Date: April 26, 2017Attorney:

Automotive Buy Sell Report
April 26, 2017
By Joseph S. Aboyoun

Contrary to the classic Yogism, when you come to a fork in the road, rather than taking the road less travelled sometimes it is better to turn around and head back home. This advice applies to dealership acquisitions that you might consider along the way. There are some deals that are just not worth pursuing. Let’s explore the challenges of identifying that avoidable deal.

Difficult Seller

A good starting point in this evaluation is to assess the seller. Is the owner one that will negotiate in good faith and honor the deal once it is inked? There are sellers in every market who have an established "rep" as notoriously difficult or even worse. If you are dealing with such a seller, you are advised to take precautions and conduct as much due diligence on the character and reputation of the seller as the deal itself.

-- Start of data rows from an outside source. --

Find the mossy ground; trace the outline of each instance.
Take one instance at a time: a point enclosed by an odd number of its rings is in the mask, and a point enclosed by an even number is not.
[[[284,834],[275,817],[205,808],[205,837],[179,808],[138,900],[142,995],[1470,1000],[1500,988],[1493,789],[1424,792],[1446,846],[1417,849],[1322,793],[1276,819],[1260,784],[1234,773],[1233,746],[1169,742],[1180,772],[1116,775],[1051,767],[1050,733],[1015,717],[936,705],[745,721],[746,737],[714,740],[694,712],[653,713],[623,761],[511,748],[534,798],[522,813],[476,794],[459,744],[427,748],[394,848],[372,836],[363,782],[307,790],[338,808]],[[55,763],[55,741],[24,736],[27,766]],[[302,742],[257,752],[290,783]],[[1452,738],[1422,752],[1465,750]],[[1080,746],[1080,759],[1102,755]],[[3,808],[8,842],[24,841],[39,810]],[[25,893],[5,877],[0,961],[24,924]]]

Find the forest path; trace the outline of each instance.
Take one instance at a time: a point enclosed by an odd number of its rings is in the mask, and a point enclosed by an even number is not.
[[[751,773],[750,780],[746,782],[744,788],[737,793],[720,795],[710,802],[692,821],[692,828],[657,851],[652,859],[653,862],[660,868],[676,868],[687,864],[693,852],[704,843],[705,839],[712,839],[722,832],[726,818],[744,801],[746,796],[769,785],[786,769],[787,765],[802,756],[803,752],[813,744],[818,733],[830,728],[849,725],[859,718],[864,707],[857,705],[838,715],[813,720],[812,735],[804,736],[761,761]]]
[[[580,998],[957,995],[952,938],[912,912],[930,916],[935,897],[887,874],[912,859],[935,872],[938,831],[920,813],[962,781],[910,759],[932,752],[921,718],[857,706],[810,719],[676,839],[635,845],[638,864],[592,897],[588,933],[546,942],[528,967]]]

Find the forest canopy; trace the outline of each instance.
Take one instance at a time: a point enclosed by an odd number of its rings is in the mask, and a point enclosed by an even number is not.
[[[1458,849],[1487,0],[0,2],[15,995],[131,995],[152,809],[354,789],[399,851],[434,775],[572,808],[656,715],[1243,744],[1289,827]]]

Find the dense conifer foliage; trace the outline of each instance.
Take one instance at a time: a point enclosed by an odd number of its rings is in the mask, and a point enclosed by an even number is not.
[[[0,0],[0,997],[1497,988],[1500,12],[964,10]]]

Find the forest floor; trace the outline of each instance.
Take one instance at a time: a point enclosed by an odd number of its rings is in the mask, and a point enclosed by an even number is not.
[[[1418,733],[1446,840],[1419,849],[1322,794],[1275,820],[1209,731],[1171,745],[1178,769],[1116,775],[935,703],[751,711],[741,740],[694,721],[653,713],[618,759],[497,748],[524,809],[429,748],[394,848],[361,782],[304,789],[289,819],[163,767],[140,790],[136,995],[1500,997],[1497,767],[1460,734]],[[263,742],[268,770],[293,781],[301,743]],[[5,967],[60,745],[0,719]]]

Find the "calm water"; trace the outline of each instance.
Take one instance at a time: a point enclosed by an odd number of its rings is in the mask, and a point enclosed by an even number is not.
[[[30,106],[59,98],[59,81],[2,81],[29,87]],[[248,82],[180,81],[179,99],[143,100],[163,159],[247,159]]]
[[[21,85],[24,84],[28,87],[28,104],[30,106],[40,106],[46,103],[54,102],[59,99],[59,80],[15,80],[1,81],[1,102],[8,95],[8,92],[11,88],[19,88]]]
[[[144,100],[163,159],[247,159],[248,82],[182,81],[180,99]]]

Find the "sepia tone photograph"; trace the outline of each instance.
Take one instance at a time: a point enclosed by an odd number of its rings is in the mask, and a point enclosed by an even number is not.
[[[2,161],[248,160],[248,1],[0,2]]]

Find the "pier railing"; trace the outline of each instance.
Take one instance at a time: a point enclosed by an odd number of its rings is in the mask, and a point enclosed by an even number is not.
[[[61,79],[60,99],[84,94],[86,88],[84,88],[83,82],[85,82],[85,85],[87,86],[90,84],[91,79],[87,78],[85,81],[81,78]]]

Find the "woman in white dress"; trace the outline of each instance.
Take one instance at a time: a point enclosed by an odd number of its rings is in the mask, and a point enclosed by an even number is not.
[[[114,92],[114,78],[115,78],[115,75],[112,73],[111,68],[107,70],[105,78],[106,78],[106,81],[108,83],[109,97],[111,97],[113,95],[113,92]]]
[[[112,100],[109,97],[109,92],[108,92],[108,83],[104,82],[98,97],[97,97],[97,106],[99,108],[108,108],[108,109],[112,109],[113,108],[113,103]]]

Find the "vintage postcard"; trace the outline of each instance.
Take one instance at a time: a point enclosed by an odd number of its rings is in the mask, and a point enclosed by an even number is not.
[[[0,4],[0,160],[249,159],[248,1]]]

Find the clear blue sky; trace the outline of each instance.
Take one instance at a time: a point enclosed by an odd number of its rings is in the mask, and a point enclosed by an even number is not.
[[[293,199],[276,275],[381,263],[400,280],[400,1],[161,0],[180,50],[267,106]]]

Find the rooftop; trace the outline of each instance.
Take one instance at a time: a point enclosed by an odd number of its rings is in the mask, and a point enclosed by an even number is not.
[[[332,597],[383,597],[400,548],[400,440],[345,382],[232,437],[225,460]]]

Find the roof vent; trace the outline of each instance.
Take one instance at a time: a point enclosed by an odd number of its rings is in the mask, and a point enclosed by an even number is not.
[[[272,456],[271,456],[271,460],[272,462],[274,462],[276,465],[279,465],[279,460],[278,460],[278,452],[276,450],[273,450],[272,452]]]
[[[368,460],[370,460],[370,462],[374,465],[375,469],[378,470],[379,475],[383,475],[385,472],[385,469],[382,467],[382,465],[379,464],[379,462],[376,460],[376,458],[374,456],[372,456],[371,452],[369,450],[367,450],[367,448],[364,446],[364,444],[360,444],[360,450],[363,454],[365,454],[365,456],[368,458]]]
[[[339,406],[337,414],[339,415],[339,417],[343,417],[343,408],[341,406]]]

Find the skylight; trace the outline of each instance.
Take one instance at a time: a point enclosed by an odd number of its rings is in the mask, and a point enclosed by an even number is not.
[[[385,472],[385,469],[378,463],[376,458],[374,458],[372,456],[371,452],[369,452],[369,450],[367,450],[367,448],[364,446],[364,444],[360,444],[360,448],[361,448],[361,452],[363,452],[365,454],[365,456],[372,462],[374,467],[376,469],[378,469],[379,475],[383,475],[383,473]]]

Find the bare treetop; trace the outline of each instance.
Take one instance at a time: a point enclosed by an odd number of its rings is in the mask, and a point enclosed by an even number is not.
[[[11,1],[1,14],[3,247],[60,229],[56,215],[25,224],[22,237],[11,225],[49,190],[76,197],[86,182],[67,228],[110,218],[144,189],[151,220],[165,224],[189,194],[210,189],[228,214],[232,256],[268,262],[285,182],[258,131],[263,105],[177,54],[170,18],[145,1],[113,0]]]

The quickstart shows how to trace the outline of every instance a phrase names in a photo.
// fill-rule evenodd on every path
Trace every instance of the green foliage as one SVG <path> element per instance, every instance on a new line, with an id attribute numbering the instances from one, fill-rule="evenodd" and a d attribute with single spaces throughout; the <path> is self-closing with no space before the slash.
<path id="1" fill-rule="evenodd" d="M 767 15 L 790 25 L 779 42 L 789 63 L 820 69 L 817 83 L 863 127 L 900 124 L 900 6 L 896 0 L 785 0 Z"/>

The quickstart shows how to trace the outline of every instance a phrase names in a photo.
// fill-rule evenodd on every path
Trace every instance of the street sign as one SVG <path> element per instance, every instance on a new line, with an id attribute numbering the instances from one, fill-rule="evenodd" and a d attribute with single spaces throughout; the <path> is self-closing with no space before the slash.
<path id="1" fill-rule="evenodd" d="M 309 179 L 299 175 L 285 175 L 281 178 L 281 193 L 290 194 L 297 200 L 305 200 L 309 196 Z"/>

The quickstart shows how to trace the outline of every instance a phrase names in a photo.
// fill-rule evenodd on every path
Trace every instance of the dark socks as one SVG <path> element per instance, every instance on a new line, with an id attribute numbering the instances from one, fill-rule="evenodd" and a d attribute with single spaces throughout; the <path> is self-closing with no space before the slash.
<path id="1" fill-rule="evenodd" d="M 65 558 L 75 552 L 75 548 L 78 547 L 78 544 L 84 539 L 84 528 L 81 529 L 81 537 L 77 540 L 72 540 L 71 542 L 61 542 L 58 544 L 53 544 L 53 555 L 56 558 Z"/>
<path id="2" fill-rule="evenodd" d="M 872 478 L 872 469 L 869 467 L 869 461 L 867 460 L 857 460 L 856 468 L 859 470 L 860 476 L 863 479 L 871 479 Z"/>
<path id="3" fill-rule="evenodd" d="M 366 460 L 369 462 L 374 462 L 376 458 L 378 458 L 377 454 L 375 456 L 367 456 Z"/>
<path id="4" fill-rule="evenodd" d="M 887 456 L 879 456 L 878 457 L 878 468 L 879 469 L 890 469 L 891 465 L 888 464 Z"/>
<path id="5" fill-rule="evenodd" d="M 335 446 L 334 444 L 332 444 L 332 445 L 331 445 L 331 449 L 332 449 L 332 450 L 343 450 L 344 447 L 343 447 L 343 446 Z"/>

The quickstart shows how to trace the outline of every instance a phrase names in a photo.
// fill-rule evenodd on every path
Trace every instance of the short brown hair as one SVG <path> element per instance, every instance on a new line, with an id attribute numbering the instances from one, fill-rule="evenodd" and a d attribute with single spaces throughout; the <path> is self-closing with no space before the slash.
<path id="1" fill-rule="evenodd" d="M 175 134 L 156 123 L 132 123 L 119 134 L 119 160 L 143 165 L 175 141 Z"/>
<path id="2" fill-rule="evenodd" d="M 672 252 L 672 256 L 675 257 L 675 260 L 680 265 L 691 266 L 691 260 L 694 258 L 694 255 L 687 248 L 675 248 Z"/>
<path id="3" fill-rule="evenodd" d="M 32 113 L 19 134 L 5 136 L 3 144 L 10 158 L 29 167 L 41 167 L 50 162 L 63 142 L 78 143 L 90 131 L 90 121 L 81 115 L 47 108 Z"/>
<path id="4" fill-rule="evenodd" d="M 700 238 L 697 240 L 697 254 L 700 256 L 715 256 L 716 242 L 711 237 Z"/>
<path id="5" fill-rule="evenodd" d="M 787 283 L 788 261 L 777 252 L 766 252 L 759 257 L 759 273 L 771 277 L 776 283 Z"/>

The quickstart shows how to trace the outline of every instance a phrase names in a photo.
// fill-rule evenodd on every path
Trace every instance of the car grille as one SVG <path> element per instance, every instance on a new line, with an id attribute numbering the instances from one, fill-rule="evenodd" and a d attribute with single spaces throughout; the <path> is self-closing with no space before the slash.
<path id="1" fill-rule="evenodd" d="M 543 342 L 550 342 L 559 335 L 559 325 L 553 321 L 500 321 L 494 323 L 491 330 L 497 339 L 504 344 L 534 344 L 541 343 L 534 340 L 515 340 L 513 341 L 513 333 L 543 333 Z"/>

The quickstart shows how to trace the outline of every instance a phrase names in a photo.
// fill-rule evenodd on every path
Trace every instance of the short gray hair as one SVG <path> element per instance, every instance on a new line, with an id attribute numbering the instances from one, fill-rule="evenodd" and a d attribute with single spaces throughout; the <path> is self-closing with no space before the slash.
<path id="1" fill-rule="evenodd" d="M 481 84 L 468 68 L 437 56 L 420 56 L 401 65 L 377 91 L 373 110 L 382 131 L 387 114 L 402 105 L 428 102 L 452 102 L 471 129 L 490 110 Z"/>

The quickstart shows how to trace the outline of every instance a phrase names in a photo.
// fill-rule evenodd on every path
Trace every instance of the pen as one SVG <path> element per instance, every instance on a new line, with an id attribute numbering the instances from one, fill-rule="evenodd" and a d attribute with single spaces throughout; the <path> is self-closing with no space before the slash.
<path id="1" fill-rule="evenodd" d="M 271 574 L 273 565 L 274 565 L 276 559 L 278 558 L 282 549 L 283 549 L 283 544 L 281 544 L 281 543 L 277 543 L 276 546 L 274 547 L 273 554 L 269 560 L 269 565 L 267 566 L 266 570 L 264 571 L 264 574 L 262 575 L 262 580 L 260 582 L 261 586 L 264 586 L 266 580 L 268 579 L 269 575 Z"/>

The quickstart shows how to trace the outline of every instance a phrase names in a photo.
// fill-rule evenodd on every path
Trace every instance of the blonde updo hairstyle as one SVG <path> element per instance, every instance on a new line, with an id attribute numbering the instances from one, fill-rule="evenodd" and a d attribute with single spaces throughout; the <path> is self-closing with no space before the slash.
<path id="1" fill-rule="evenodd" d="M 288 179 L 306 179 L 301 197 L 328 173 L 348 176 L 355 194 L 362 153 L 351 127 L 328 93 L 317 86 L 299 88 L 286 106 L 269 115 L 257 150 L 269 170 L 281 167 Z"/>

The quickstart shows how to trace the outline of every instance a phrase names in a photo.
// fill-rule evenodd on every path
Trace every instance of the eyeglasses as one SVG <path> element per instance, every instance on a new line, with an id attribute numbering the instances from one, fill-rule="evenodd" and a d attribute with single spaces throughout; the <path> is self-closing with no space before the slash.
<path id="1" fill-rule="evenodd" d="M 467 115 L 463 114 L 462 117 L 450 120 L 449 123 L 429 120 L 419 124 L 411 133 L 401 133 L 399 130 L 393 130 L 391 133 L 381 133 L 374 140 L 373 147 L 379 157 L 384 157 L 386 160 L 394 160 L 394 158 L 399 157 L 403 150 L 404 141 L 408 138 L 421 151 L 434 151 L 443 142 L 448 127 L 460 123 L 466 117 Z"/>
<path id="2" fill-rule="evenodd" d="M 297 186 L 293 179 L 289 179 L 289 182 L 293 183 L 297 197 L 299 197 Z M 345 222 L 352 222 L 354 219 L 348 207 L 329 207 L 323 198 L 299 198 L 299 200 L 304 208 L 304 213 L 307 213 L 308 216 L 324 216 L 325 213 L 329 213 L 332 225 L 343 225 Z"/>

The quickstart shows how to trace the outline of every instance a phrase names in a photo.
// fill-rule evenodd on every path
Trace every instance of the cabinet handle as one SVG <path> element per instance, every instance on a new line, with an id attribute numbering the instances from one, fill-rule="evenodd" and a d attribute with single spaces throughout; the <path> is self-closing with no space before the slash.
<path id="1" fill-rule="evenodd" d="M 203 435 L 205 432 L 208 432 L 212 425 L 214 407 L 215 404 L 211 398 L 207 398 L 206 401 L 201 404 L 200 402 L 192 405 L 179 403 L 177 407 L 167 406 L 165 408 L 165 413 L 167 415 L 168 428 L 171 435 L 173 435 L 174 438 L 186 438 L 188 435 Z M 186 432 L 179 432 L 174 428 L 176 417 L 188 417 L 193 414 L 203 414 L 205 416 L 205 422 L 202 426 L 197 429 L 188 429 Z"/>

If not, you can be exposed to several issues down the road, including, a lack of cooperation from the seller as deal problems develop (e.g. environmental problems) or efforts by the seller at every turn to renege on the deal. Some buyers assume that all of this can be rectified with a properly-crafted buy-sell agreement. However, as the old saying goes, a handshake from an honorable person is much more valuable than a contract. There is no contract under the sun that can adequately protect you against a dishonorable party.

Deal Issues

One must evaluate the issues affecting the target store as early as possible in the negotiation process. These issues must be identified long before the formal due diligence process belongs. Some of the most significant of these may include the following:

  • Facility Issues. This is a huge factor to consider when pursuing a deal. If the dealership is not compliant with the current facility guidelines established by the franchisor, both in terms of site and image requirements, the deficiencies must be assessed immediately and must be a significant factor in the price negotiations. Even if these are acceptable, the franchisor deadline for completing the upgrade and the likely impact (i.e., disruption on operations) must be considered.
  • Performance Issues. What if the dealership is suffering from performance inadequacies in terms of franchisor requirements? Most buyers will readily assume that their superior management will overcome their problems after closing. However, this aspect requires further scrutiny. First, how will the factory address these deficiencies in the ultimate franchise approach? Will the approval require the execution of a term agreement instead of a standard agreement? Will the anticipated deadlines for compliance be reasonable or attainable? How does one turn a store historically deficient in sales or CSI around in a year or two? Are the problems just a function of the seller’s mismanagement, or is it a deeper question about the market surrounding the store? For example, we know that some markets are more suitable to high-end products than regular vehicles, and vice versa._
  • Site Control. Another significant area to explore are site restrictions/limitations established by the franchisor. This is commonly referred to as site control. The seller may have agreed to long-term restrictions and was even paid to do so. Some of these arrangements can extend to 25 years. GM is notorious for this. If your plans are to move the franchise and replace it with a competitive brand, the site control can be the death knell of the deal. At the very minimum, it must be a major factor in the price negotiations.
  • Other Concerns. Here are some additional aspects to consider:
    • Known environmental problems should always be a concern. We have seen all too often a buyer underestimate the cost and consequences of an environmental clean-up, and the cost and disruption associated with a post-closing remediation program.
    • An insolvent seller also presents huge challenges for the buyer. How does the buyer guarantee that the seller’s creditors will cooperate with the deal and not disrupt it down the line? This could lead to a bankruptcy filing by either the seller or an involuntary filing by its creditors. If this occurs, the deal can turn into a bidding war. In the end, you could simply serve as the seller’s stalking horse, only to lose the deal to one of your competitors, with only significant deal costs to show for your efforts.
    • A target dealership which has a collective bargaining agreement (CBA) in place also requires additional scrutiny. If the deal involves an assumption of the CBA, the buyer is cautioned against any potential funding deficiencies under the CBA that it may inherit, as well as any withdrawal liability exposure.

ROFR Concerns

Lastly, the well-prepared buyer must evaluate the right-of-first-refusal (ROFR) aspect of the deal at the very outset. If it is reasonably probable that the manufacturer will exercise its ROFR and flip the deal to its preferred operator, the buyer may be better off walking away from the deal as early in the game as possible. While there are ways to preclude or avoid a ROFR exercise (so-called poison pills included in the buy-sell agreement), the sophisticated buyer must ask the most important question: Should the deal be pursued nonetheless? Is it really advisable to force a relationship with a manufacturer who prefers someone else and, worse one who has a low estimation of you?

There are a host of problems that can arise in an acquisition that involve factors beyond your control, such as those addressed in the article. When you decide to pursue a deal, it is imperative that these factors be considered and evaluated as early in the process as possible.